Amendment to Credit Agreement
On November 18, 2022, the Company and each of its wholly owned subsidiaries (collectively, the “Borrowers”) entered into a First Amendment to the Third Amended and Restated Credit Agreement (the “Amendment” and the “Credit Agreement,” respectively). Among other things, the Amendment modified the provisions of the Credit Agreement requiring a prepayment of outstanding indebtedness following a disposition of property or assets exceeding certain thresholds. As a result of the Amendment, the Borrowers may receive up to $10.0 million in the aggregate of net cash proceeds from the disposal of property or assets (other than inventory in the ordinary course of business) in any fiscal year without the requirement to prepay any outstanding indebtedness. However, the Borrowers also may reinvest all or any portion of such net cash proceeds in fixed capital or operating assets, including real property (which reinvested amount will not count against the $10.0 million threshold), provided that (i) if any of the disposed property or assets constitute collateral under the Credit Agreement, the reinvestment must be in fixed capital or operating investments that also constitute collateral, (ii) the reinvestment (or entry into a definitive agreement providing for such reinvestment) must occur within 180 days after receipt of such net cash proceeds and (iii) if a definitive agreement to reinvest the net cash proceeds has been executed within such 180-day period, then the reinvestment must occur within 180 days after the entering into such definitive agreement. Any net cash proceeds not reinvested or subject to a definitive agreement must be applied to the prepayment of the outstanding indebtedness upon the conclusion of the applicable 180-day period.

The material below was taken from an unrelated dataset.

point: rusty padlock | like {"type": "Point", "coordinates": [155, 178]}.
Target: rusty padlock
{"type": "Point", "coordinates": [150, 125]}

Acquisition of HMA Plants and Disposition of Quarry
On November 18, 2022, the Company’s Alabama-based subsidiary acquired three HMA plants in the Nashville, Tennessee metro area from Blue Water Industries. The transaction extended the Company’s footprint into the fast-growing Nashville, Tennessee metro area. In connection with the transaction, the Company’s North Carolina-based subsidiary received cash and transferred ownership of its Daurity Springs Quarry in North Carolina to Blue Water Industries, while retaining aggregate sourcing rights from the quarry for its HMA plants in the central North Carolina area. The Company received net cash consideration of $28.0 million related to these transactions. The total amount of consideration for these transactions remains subject to post-closing adjustments with respect to inventory quantities and other matters as of the date of this report.